Utilizes Stamp-thru-mold Procedure to Pattern Nanoporous MembraneThis efficient, cost-effective device produces superior-quality nanoporous membranes and three-dimensional nanoporous structures used in medical-tissue scaffolding. Since these membranes and structures are formed by stacking directionally controlled nanofibers using the unique stamp-thru-mold process, the membranes and 3-D scaffolds can have nanoscopic morphology with microscopic size control in lateral and vertical dimension. They provide a solid structure that mimics the environment found in the human body, which is useful for human cell and tissue culture. The device uses a mechanical patterning approach rather than photolithography or other approaches involving chemicals. This powerful feature puts at the user’s disposal biocompatible materials that previously could not be employed to manufacture micropatterned nanoporous membranes due to chemical contamination concerns. Researchers are increasingly mindful of the shortcomings of 2-D cell culture and their effect on the value and relevance of their studies. The device can control the porosity of the membranes and the dimension of 3-D nanoporous structures, and can customize the composition of each layer (e.g., installing gradients to direct cell growth) at the nanofiber production stage. These superior membranes and 3-D nano scaffolds are more versatile, reliable and better suited to uses such as cell culture and tissue scaffolding. The system of production is not only faster but is also more cost-effective and manufacturable.
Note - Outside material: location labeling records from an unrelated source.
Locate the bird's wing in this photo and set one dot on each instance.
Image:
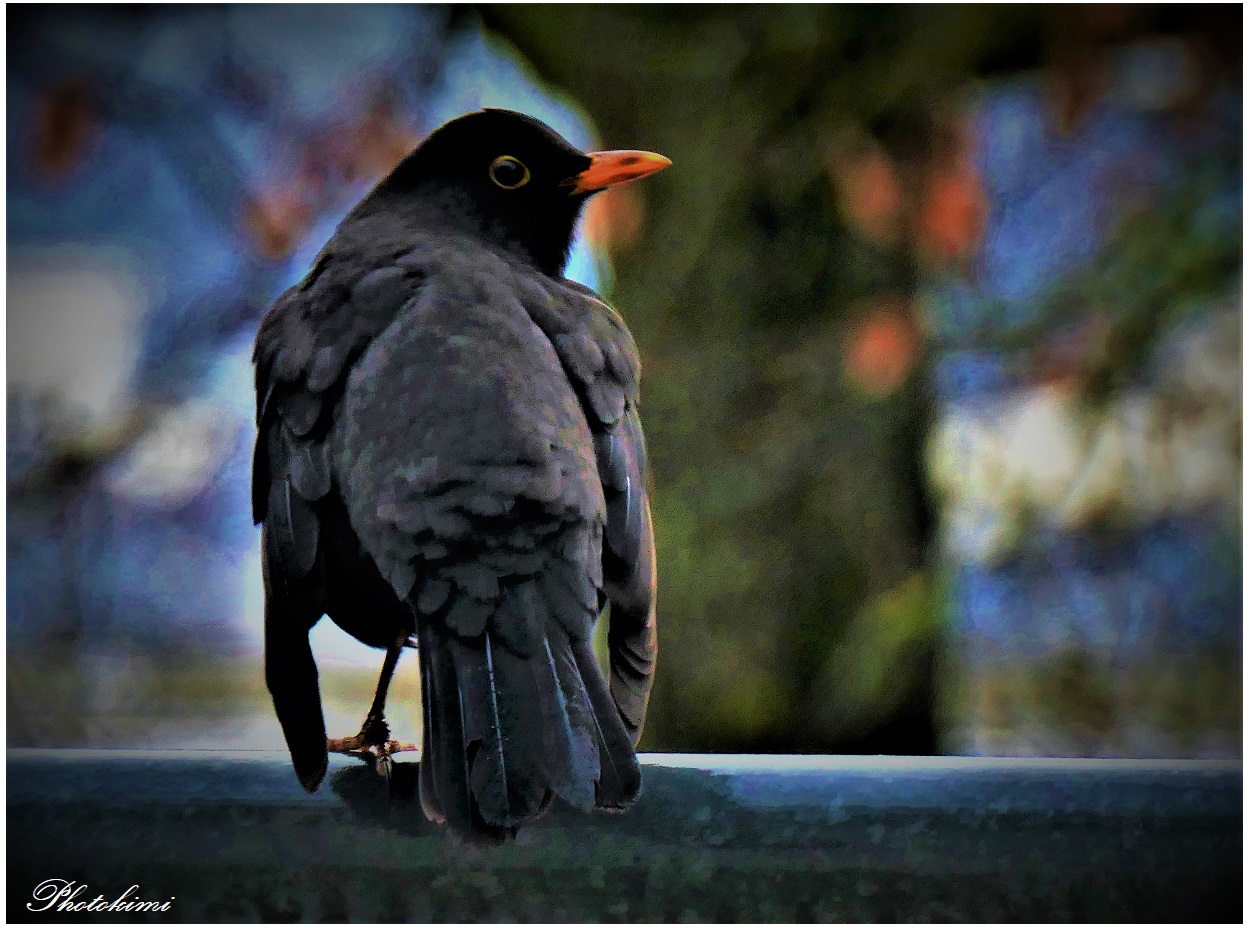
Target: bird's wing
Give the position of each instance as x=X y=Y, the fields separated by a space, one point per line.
x=304 y=351
x=467 y=467
x=628 y=568
x=602 y=361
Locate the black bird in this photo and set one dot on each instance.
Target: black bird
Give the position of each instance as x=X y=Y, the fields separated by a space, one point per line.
x=450 y=450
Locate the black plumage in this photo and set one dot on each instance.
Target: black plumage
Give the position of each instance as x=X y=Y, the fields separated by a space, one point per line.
x=450 y=450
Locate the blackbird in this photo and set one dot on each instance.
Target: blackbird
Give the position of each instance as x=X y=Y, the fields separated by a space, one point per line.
x=450 y=452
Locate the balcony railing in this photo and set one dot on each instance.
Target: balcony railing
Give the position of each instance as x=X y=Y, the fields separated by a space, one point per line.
x=231 y=837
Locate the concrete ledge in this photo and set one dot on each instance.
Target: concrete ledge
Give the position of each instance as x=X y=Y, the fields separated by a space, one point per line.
x=231 y=837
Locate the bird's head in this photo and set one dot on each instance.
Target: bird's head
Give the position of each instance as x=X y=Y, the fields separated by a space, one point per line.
x=510 y=180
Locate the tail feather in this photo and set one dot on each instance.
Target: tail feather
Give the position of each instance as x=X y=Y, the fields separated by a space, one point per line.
x=515 y=718
x=620 y=780
x=444 y=733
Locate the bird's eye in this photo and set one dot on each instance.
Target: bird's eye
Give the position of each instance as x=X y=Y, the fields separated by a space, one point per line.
x=508 y=172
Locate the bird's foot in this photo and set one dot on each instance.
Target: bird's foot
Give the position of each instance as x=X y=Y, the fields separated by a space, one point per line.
x=372 y=745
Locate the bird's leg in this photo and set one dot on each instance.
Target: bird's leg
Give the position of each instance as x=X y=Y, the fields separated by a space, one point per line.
x=374 y=743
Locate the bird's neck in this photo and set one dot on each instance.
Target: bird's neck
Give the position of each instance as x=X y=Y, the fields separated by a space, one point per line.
x=543 y=242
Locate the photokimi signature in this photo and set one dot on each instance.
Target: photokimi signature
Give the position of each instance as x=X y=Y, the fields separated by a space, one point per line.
x=69 y=896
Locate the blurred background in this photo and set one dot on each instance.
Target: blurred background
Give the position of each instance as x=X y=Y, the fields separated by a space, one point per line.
x=939 y=311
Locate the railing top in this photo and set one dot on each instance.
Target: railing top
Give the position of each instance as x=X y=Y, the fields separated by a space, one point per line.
x=713 y=838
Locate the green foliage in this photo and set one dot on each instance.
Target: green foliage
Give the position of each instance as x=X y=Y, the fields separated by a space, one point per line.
x=784 y=501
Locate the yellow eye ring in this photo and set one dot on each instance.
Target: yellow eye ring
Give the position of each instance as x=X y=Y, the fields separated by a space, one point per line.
x=502 y=171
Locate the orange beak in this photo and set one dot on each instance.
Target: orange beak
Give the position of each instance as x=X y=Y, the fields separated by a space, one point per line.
x=610 y=169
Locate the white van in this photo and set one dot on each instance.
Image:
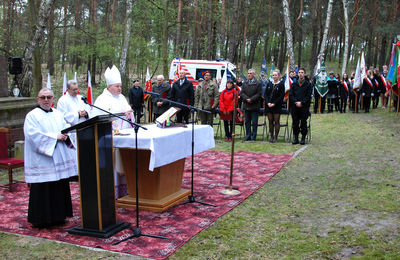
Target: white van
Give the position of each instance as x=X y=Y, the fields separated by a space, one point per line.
x=195 y=69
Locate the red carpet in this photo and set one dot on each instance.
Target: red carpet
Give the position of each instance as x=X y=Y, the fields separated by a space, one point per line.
x=179 y=224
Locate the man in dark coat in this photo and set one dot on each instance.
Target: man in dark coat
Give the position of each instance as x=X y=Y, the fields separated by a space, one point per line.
x=300 y=99
x=182 y=92
x=162 y=88
x=136 y=100
x=251 y=96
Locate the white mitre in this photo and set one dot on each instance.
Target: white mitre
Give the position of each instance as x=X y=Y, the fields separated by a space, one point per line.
x=112 y=76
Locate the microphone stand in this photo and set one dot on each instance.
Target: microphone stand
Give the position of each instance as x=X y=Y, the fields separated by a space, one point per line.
x=137 y=232
x=191 y=198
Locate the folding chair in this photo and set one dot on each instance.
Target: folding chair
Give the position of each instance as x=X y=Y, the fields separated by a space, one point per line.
x=262 y=124
x=239 y=121
x=7 y=162
x=217 y=122
x=284 y=123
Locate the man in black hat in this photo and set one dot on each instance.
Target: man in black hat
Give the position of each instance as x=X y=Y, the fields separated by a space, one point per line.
x=300 y=100
x=136 y=100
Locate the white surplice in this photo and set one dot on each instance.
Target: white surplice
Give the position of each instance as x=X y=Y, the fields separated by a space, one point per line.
x=70 y=107
x=46 y=159
x=114 y=104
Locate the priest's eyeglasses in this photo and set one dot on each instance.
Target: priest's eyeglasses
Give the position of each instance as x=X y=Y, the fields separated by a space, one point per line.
x=46 y=97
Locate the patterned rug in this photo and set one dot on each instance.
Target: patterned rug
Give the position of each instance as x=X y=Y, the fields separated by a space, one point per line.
x=179 y=223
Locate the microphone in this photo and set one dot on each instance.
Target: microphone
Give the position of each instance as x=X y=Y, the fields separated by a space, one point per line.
x=84 y=99
x=151 y=93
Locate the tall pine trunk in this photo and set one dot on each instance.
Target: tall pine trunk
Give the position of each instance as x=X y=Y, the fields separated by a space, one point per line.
x=289 y=35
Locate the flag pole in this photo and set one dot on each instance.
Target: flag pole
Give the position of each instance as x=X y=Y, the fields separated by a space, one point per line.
x=356 y=105
x=230 y=190
x=319 y=105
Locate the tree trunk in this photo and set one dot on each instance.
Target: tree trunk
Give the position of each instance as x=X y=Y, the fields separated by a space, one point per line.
x=113 y=15
x=50 y=57
x=165 y=39
x=209 y=29
x=8 y=21
x=246 y=20
x=289 y=36
x=124 y=55
x=233 y=32
x=26 y=78
x=178 y=51
x=93 y=23
x=64 y=42
x=223 y=28
x=267 y=37
x=326 y=30
x=346 y=36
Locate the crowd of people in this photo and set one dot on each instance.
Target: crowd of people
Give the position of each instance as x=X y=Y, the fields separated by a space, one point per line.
x=51 y=157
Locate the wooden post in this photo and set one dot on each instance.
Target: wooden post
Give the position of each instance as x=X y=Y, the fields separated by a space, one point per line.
x=356 y=105
x=319 y=105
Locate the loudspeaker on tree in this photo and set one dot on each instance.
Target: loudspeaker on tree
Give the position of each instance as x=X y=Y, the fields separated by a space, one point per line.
x=15 y=65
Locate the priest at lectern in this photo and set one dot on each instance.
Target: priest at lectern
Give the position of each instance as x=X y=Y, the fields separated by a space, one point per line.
x=113 y=101
x=49 y=163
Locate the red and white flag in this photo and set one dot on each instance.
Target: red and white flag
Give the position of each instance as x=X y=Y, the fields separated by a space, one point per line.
x=90 y=93
x=149 y=86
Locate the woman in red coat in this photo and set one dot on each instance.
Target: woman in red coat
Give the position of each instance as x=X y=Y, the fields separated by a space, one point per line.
x=226 y=106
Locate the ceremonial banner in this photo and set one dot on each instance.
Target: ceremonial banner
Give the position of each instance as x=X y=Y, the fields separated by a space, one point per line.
x=357 y=77
x=264 y=73
x=149 y=86
x=270 y=72
x=321 y=83
x=48 y=85
x=65 y=83
x=394 y=69
x=90 y=93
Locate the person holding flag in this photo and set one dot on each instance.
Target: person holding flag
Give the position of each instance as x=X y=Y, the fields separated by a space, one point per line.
x=136 y=100
x=344 y=90
x=162 y=88
x=300 y=100
x=72 y=105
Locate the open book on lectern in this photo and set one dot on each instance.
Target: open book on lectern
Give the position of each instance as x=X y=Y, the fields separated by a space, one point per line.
x=165 y=119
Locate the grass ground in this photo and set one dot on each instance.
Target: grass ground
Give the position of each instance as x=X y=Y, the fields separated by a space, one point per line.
x=337 y=199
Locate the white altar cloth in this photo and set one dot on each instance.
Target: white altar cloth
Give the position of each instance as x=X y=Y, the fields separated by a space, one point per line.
x=167 y=145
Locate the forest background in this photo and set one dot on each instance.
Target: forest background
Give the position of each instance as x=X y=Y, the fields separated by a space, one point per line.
x=58 y=36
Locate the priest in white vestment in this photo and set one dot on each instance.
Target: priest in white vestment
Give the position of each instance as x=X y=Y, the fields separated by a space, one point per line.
x=72 y=105
x=113 y=101
x=49 y=163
Device that uses stamp-thru-mold process to pattern an electrospun nanoporous membrane and 3-D tissue scaffold
- Produces superior-quality membranes with control over porosity, providing a competitive advantage
- Enables micropatterning of membranes, preserving the chemical and biological characteristics and broadening the range of materials that can be used
- Confers versatility and multifunctionality to membranes, allowing customization of each layer
- Increases process resolution and scalability through adoption of high-resolution mold patterns, producing higher quality fibers, membranes, and 3-D nanoporous structures
- Does not require cleanroom or expensive equipment, reducing costs
- Mold can be used repeatedly, minimizing downtime
Electrospun nanoporous membranes are membranes created from a substance (usually a polymer)that is electrically charged, then ejected in a pattern onto an opposite electrically charged plate. The opposite charges attract and the substance sticks to the surface of the plate in a specific pattern set by the user. The device developed by UF researchers uses a similar process with some important modifications and additional patterning processes. An electrospinning-stamp-thru-mold (ESTM) patterning technique is applied to mechanically define micro and meso patterns in the nanoporous membrane, resulting in 3-D nanoporous micro/meso scaffold, obviating the need for photoinitiators and/or solvents that may contaminate the product. The resulting stackable membranes are versatile and multifunctional, as fiber composition can be customized as needed and mimic the 3-D environment found in the human body, providing a desirable foundation for tissue scaffolding and cell culture.